The odd natural number $$a$$, such that the area of the region bounded by $$y = 1$$, $$y = 3$$, $$x = 0$$, $$x = y^a$$ is $$\dfrac{364}{3}$$, is equal to:

We need to find the odd natural number $$a$$ such that the area of the region bounded by $$y = 1$$, $$y = 3$$, $$x = 0$$, and $$x = y^a$$ equals $$\dfrac{364}{3}$$. Since the region is bounded on the left by $$x = 0$$ and on the right by $$x = y^a$$, with $$y$$ ranging from 1 to 3, the area is $$A = \int_1^3 y^a \, dy$$.

Next, evaluating the integral gives $$A = \left[\dfrac{y^{a+1}}{a+1}\right]_1^3 = \dfrac{3^{a+1} - 1}{a+1}$$.

From this, we set up the equation $$\dfrac{3^{a+1} - 1}{a+1} = \dfrac{364}{3}$$. Substituting $$a = 5$$ yields $$\dfrac{3^6 - 1}{6} = \dfrac{729 - 1}{6} = \dfrac{728}{6} = \dfrac{364}{3} \quad \checkmark$$.

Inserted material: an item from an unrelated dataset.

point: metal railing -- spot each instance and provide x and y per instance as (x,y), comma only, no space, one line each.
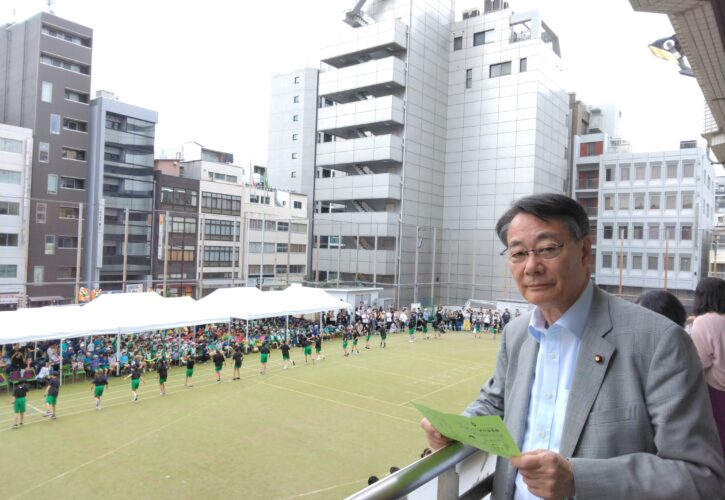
(441,475)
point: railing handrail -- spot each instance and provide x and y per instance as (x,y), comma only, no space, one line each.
(417,474)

Verification: For other odd options: $$a = 3$$: $$\dfrac{3^4 - 1}{4} = \dfrac{80}{4} = 20 \ne \dfrac{364}{3}$$; $$a = 7$$: $$\dfrac{3^8 - 1}{8} = \dfrac{6560}{8} = 820 \ne \dfrac{364}{3}$$.

The correct answer is Option B: $$5$$.